Su questa falsariga (quasi ne prendesse spunto benché con apertura e in contesti molto differenti) si muove il film statunitense Up in the air, tradotto in  italiano con il titolo Tra le nuvole,  ultima fatica del regista Jason Reitman, già  nominato all’oscar per il film Juno.
Il protagonista, un manager di alto livello ossessionato dai punti Millemiglia e dalle (numerose) carte magnetiche che danno accesso a club esclusivi in tutti gli aeroporti USA, altri non è che George Clooney, nel ruolo di uno scapolo impenitente e felice di esserlo, amante dei viaggi di lavoro e degli alberghi impersonali, con obiettivi ben chiari nella vita: raggiungere il massimo dei punti-volo che gli consenta un giorno di coronare il suo sogno (avere il privilegio di sedere accanto al pilota per un intero viaggio) e licenziare quotidianamente un preciso numero di persone  di ogni età, categoria sociale e situazione economico-familiare.

Ryan Bingham, il personaggio interpretato da Clooney) viaggia coast to coast sempre rigorosamente da solo, non disdegnando le avventure occasionali, finché due eventi non verranno a sconvolgere il suo tenore di vita e le sue prospettive umane e professionali: l’incontro con Alex, una donna-manager bella e misteriosa (Vera Farmiga), e la rivoluzione operata dalla sua azienda grazie a Natalie Keener, un’esperta di bilanci che, per tagliare le spese, inventa i licenziamenti per videoconferenza (Anna Kendrick).

Prima di questi drastici cambiamenti il protagonista aveva spensieratamente sorvolato – proprio come fanno gli aerei su cui viaggia attraverso gli States – la tragedia dei licenziamenti a tappeto, portati avanti senza alcuno scrupolo dalle aziende in crisi, che non si preoccupano delle conseguenze psicologiche ed economiche della perdita dell’impiego in età avanzata.

Il cuore del film, infatti, al di là delle giravolte esistenziali dei suoi personaggi principali, è l’alternarsi ai colloqui con i tagliatori di teste di persone che hanno realmente perso l’impiego: racconta Reitman di come si sia recato con il suo staff in due delle città americane più colpite da recessione e disoccupazione, Detroit e St.
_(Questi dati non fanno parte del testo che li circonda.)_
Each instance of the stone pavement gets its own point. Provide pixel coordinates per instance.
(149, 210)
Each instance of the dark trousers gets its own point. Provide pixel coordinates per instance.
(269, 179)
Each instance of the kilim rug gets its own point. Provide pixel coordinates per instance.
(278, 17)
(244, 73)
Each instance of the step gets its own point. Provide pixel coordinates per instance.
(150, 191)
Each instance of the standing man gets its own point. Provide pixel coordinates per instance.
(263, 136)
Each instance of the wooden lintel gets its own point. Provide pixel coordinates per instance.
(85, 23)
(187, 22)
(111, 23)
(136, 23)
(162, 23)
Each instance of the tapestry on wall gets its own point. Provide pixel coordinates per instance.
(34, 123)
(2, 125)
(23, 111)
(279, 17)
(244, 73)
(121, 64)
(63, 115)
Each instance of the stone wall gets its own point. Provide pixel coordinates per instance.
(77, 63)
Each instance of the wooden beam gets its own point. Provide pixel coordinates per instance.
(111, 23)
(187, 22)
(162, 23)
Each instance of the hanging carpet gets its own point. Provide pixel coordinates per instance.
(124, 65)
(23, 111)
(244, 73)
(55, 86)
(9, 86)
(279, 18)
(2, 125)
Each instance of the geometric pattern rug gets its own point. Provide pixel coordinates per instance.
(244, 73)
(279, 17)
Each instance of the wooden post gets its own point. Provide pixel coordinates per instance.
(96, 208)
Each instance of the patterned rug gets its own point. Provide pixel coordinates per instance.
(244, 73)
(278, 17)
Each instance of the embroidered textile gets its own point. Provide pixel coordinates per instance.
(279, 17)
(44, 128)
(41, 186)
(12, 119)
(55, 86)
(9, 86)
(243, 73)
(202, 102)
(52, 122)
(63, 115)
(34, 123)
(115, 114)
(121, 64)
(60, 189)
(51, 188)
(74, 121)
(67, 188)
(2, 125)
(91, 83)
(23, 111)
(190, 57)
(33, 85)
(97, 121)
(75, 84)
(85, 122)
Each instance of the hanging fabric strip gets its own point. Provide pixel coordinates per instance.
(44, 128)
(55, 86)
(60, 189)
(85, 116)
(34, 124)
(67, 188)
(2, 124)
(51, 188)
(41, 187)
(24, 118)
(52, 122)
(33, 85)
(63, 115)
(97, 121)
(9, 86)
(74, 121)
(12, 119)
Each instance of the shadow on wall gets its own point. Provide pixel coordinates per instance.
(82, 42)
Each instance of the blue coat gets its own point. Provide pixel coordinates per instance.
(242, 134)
Louis, diffondendo l’annuncio che stavano cercando gente disposta a parlare davanti ad una telecamera delle propria esperienza. “Chiedevamo alle persone di raccontarci come avevano reagito il giorno in cui erano stati licenziati… abbiamo ricevuto tantissime risposte ed è stato molto triste e commovente”.

Se questa era veramente l’intenzione di regista e produzione, il titolo del film è forse fuorviante, visto il forte richiamo ad una realtà sempre più drammatica nel nostro mondo di disastri industriali globali.